Personal information
- Full name: Gregory Tyrone Taylor
- Born: 14 December 1987 (age 38)
- Batting: Left-handed
- Role: Wicket-keeper

International information
- National side: Bahamas;
- T20I debut (cap 10): 7 November 2021 v Canada
- Last T20I: 22 June 2025 v Cayman Islands

Career statistics
| Competition | T20I |
| Matches | 25 |
| Runs scored | 282 |
| Batting average | 12.26 |
| 100s/50s | 0/1 |
| Top score | 56* |
| Balls bowled | 270 |
| Wickets | 13 |
| Bowling average | 25.53 |
| 5 wickets in innings | 0 |
| 10 wickets in match | 0 |
| Best bowling | 3/27 |
| Catches/stumpings | 10/– |
- Source: Cricinfo, 29 September 2025

= Gregory Taylor (cricketer) =

Bahamian cricketer (born 1987)

Gregory Tyrone Taylor (born 14 December 1987) is a Bahamian cricketer and the captain of the Bahamas national cricket team. Taylor is a left-handed batsman who also bowls as a left-arm bowler. Taylor also played as an occasional wicketkeeper.

==Biography==
Taylor made his debut for the Bahamas in the 2004 Americas Affiliates Championship against the Turks and Caicos Islands.

Taylor made his Twenty20 debut for the Bahamas in the 1st round of the 2008 Stanford 20/20 against Jamaica, where he scored 10 runs and stumped Xavier Marshall off the bowling of Narendra Ekanayake.

Taylor represented the Bahamas in the 2008 ICC World Cricket League Division Five and in the 2010 ICC Americas Championship Division 2. He captained the side in the 2010 ICC World Cricket League Division Eight, gaining the man-of-the-match award in their win over Gibraltar.

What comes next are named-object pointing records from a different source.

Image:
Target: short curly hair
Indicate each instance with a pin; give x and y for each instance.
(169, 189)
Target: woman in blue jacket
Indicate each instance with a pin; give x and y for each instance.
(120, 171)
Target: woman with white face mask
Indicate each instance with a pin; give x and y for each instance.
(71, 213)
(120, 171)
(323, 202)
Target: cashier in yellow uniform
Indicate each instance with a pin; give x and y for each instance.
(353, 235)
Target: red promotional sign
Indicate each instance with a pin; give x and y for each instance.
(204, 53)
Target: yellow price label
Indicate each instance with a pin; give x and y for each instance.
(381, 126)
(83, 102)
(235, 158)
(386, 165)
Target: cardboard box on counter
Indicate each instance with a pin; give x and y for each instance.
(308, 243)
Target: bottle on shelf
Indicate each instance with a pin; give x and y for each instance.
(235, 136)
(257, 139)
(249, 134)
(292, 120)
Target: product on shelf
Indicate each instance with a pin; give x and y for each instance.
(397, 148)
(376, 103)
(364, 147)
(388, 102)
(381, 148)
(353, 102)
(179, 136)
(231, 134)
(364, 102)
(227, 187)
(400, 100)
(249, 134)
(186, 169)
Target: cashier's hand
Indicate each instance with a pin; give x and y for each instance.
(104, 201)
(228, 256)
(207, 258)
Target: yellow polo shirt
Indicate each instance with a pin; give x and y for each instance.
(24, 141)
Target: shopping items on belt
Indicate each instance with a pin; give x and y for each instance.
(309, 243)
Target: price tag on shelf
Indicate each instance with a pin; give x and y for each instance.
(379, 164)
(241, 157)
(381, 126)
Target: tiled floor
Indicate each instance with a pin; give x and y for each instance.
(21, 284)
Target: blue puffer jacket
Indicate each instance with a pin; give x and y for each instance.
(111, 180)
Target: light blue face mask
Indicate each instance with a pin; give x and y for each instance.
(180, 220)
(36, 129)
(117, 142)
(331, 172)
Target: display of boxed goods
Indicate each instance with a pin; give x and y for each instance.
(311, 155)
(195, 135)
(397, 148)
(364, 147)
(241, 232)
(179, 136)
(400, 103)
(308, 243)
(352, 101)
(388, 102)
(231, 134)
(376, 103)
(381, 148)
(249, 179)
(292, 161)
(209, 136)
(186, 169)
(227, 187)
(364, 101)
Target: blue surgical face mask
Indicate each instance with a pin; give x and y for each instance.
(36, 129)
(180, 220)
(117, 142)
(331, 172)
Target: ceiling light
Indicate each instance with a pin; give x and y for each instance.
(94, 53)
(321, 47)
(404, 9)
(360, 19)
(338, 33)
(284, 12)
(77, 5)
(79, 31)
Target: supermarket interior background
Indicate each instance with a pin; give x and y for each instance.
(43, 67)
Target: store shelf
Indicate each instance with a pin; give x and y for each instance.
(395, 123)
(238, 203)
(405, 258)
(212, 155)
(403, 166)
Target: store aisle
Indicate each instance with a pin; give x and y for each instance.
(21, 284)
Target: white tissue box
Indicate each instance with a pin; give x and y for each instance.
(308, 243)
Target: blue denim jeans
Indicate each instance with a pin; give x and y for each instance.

Taylor represented the Bahamas in the 2010 ICC Americas Championship Division 1.

In July 2019, he was named in the Bahamian squad for their tour of Bermuda.

In October 2021, Taylor was named as the captain of the Bahamas Twenty20 International (T20I) squad for the 2021 ICC Men's T20 World Cup Americas Qualifier tournament in Antigua. He made his T20I debut on 7 November 2021, for the Bahamas against Canada.